Il a très mal articulé contrairement à moi qui ne mâche jamais mes mots dans le sens littéral du terme mais au moins, il a pu se rattraper un peu. Je pose deux doigts sur mes tempes, un peu au-dessus de mon arcade sourcilière.
-Il me fatigue alors que c'est à Amaryllis de se le coltiner le plus...
Je vois soudain James arriver de loin avec Ricardo, main dans la main.
Oui, comme je n'aime pas les surnoms quels qu'ils soient, je ne dirai jamais Rick. Ni Ama, comme Samuelle ou Heiling disent de temps en temps pour appeler Amaryllis.
Je m'empresse de me cacher derrière un livre volumineux ouvert devant ma figure et je vois par-dessous les pages que le couple se dirige vers notre table.
James parle alors un moment avec Amaryllis. Je ne distingue pas ce qu'ils disent doucement dans le brouhaha constant autour de nous dans la cafétéria. Je ne perçois, grâce à mon ouïe surdéveloppée de lycanthrope, que des bribes de phrases ou même de mots et comme ils ne sont pas importants, je peine alors à saisir le sens de cette conversation, qui a l'air sérieuse au vu de la tête de James.
Finalement, mon Amaryllis se lève de sa chaise à contrecœur, laissant alors ma doublure seule. Ricardo prend tout de suite la place d'Amaryllis qui vient de partir avec James pour s'isoler.
Il sourit alors aux filles de notre groupe comme un bon vieux dragueur typique et la jauge d'aversion que j'ai pour lui ne fait que se remplir encore plus, petit à petit, avant qu'elles ne se mettant à totalement déborder.
Je vois alors James et Amaryllis s'isoler vers les casiers gris que nous avons au gymnase. L'endroit est plus calme que la cafétéria même si je n'entends pas grand-chose à cause en partie de la distance. Mais si je me risque à approcher plus, James risquerait de me voir et donc, soit ne rien comprendre, soit se demander s'il n'est pas en train de voir double ou soit se rendre compte de la supercherie.
Des quelques bribes et bouts de converations dont je me souviens, il y a ces mots :
-Juste...Avant...Changer...
Ces mots m'intepellent. Ils font tous plus ou mons partie du champ lexical de mon échange de place temporaire avec Gary.

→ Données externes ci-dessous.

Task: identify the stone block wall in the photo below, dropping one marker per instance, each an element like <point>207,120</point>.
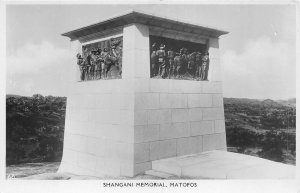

Quand un mot prononcé par James me surprend terriblement et me fait le même effet qu'un boulet de canon dans le ventre :
-Doublure...
Je retiens mon souffle pour aucune raison. Comment cet être aussi volage peut connaître ce terme exact ? Ou bien mon esprit se joue de moi, soit en me faisant entendre ce qui n'est pas ou bien en me faisant imaginer que le mot doublure est forcément relié au monde des loups-garous. Les doublures existent au cinéma ou au théâtre, en ce qui concerne les acteurs. Je ne peux donc ni confirmer ou infirmer la théorie qui se forme toute seule dans ma tête alors que je ne lui ai rien demandé, à cette saleté d'imagination débordante !
Les cours de l'après-midi vont alors commencer quand je sens alors une douleur aiguë dans mon ventre. Elle va jusque dans ma poitrine. Je ne connais que trop bien cette sensation, qui n'est plus aussi désagréable qu'avant...Je vois alors Gary tourner légèrement le regard vers l'endroit où je me trouve. Amaryllis revient à ce moment-là sans James, reparti recouler avec son pigeon qui lui sert actuellement de petit ami, et en voyant Gary se tenir l'estomac à deux mains, elle comprend.
Gary fait semblant d'avoir mal au ventre et se lève en compagnie d'Anaryllis qui fait semblant de beaucoup s'inquiéter pour Gary. Elle dit qu'elle l'accompagne à l'infirmerie et que nous reviendrons au cours dès que nous pourrons.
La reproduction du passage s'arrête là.